Communication services industry also paid consistently rising wage bills that went up by 11.3, 4.6%, 13.1% and 7.3% in the four quarters of FY21. Salaries and wages rose by 7.4% in Q1 of FY22.

Tourism too

The only other sector besides transport services to record a dip in wage bills in all the four quarters of the last financial year was hotels and tourism. Both were devastated by the pandemic as people were forced to stay indoors.

Tourism and hotels recorded dips of 34.5%, 40.2%, 38.1% and 35.1% in the four quarters of FY21. But this year in the first quarter, it began hiring again and its wage bill rose 4.3%.

RBI has categorised other sectors as “others”. In this bundle wages rose by 13.9% in the April-June quarter.

Revitalisation indicator

RBI has interpreted the corporate indicators as a sign of revitalisation of the economy. Analysing numbers from 1,427 listed non-financial companies that declared their earnings results “so far”, RBI found that during the quarter ending June 2021, net sales of these companies surged by 57% year-on-year compared to a decline of 34% in April-June 2020 when the first wave ravaged the country.

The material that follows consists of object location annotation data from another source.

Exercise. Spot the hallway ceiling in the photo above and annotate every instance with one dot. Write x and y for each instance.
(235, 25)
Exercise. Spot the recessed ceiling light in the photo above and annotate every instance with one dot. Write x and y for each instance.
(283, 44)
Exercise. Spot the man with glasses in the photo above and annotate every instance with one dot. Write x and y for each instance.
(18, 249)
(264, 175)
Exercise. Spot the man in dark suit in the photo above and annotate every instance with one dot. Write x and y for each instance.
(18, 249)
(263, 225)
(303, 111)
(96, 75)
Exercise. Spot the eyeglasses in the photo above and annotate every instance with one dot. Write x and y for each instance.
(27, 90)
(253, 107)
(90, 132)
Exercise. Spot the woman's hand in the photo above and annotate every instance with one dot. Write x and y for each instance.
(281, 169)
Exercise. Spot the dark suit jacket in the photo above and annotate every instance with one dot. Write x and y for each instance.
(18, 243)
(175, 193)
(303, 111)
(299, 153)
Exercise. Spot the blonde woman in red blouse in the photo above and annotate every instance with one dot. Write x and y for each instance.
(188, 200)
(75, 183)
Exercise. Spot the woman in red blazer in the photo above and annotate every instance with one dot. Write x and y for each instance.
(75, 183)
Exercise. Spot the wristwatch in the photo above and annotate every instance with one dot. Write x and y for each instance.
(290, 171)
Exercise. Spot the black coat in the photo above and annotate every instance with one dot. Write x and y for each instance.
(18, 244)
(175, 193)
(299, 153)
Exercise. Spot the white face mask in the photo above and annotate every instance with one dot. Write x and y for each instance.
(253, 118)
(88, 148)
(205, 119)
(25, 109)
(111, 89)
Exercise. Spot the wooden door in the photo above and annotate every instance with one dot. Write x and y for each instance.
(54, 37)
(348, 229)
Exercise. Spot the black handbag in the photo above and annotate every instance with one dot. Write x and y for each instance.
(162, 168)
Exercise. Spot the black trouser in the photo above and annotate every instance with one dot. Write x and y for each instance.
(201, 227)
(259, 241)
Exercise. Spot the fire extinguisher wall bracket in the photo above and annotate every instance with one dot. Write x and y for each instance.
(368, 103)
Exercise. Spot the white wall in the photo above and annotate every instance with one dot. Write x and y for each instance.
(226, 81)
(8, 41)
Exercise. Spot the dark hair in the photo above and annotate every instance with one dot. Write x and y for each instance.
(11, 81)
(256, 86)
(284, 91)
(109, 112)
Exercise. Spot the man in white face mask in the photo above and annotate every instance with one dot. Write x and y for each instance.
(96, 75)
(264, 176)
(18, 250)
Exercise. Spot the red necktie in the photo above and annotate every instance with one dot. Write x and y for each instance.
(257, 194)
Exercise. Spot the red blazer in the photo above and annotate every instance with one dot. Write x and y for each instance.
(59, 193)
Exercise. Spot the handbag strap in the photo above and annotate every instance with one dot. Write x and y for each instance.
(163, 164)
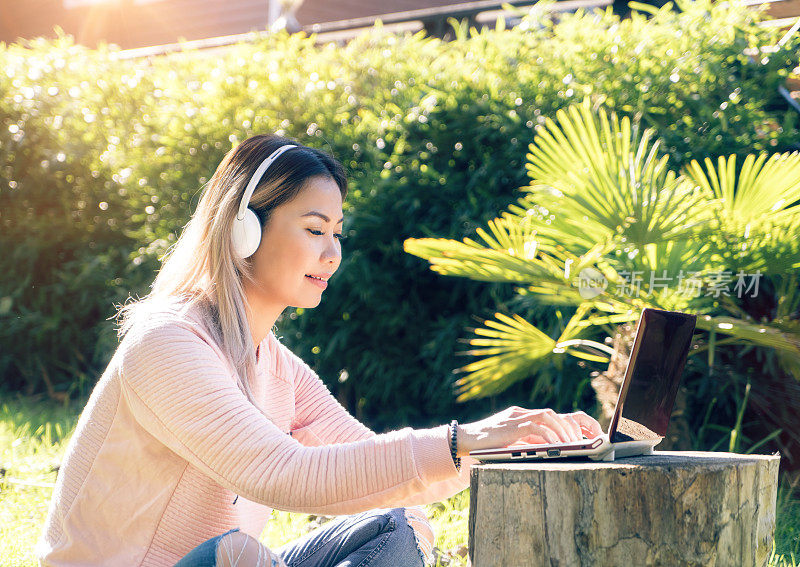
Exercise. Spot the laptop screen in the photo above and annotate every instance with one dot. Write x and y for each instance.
(653, 374)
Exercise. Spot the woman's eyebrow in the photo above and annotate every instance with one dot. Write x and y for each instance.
(318, 214)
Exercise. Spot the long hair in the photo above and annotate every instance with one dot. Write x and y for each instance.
(201, 270)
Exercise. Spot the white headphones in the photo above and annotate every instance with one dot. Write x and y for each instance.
(246, 233)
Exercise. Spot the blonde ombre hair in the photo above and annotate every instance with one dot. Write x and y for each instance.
(201, 269)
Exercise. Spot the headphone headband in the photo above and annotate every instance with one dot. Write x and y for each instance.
(251, 186)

These 1,427 companies accounted for 86.8% of the market capitalisation of all listed non-financial companies in the country.

“The year-on-year jump in net sales this year is admittedly suffused with base effects because of the large fall in the corresponding quarter last year; however, even on a sequential basis (quarter-on-quarter) that skirts base effects, net sales of these companies declined around 9 per cent, an appreciable improvement over the plunge a year ago,” stated RBI.